So a few answers and more questions… First, large=T is really a disaster. For average neighbor it just sucks up RAM and take a lot longer than the default. I’m not sure what’s going on with the errors, but I suspect it has something to do with the large=T option being used.

What % PhiX were you using? How confident are you that 1.17.28/2.2 was used?
Did you follow the SOP exactly?
How many unique sequences did you have after pre.cluster?
Could you try taxlevel=5 or 6?


What's in the SOP should work...

cluster.split(fasta=stability.trim.contigs.good.unique.good.filter.unique.precluster.pick.pick.pick.fasta, count=stability.trim.contigs.good.unique.good.filter.unique.precluster.uchime.pick.pick.pick.count_table, taxonomy=stability.trim.contigs.good.unique.good.filter.unique.precluster.pick.pds.wang.pick.pick.taxonomy, splitmethod=classify, taxlevel=4, cutoff=0.15)

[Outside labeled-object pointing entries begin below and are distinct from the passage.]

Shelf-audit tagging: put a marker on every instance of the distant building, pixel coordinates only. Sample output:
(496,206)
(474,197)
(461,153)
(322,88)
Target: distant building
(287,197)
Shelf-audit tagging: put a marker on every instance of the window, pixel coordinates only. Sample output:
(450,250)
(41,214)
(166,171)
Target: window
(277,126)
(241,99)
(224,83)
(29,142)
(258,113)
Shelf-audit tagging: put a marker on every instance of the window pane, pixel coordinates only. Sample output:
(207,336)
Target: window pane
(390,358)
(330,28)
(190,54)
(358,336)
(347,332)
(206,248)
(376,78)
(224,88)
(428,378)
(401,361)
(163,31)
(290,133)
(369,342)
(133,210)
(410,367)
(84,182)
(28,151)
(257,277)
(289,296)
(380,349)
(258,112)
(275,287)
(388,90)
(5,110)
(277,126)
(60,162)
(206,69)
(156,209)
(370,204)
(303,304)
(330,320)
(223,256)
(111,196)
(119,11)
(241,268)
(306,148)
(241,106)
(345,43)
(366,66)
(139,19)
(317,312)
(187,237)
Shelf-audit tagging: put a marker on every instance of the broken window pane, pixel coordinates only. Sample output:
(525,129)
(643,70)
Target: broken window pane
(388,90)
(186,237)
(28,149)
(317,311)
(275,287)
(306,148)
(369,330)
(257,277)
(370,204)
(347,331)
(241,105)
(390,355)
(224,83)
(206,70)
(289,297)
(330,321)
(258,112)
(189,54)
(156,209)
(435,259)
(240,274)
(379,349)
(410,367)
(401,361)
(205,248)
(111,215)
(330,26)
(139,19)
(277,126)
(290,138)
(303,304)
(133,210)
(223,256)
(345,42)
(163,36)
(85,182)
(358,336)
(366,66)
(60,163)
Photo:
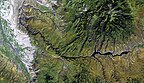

Again, try taxlevel=5 or 6 and see what happens. We’ve successfully run this for studies with reads from multiple runs pooled together.

Pat

I too am having similar problems but with ~500,000 PacBio 18S sequences. I am using the latest Linux mothur and have been following the 454 SOP. I first tried to run final.dist followed by cluster(column=final.dist, name=final.names) with ~200,000 unique sequences. I was able to create a final.dist file of about 800GB. But not surprisingly cluster killed itself halfway through. I then decided to go down the cluster.split route:

cluster.split(fasta=final.fasta, taxonomy=final.taxonomy, name=final.names, taxlevel=3, processors=8)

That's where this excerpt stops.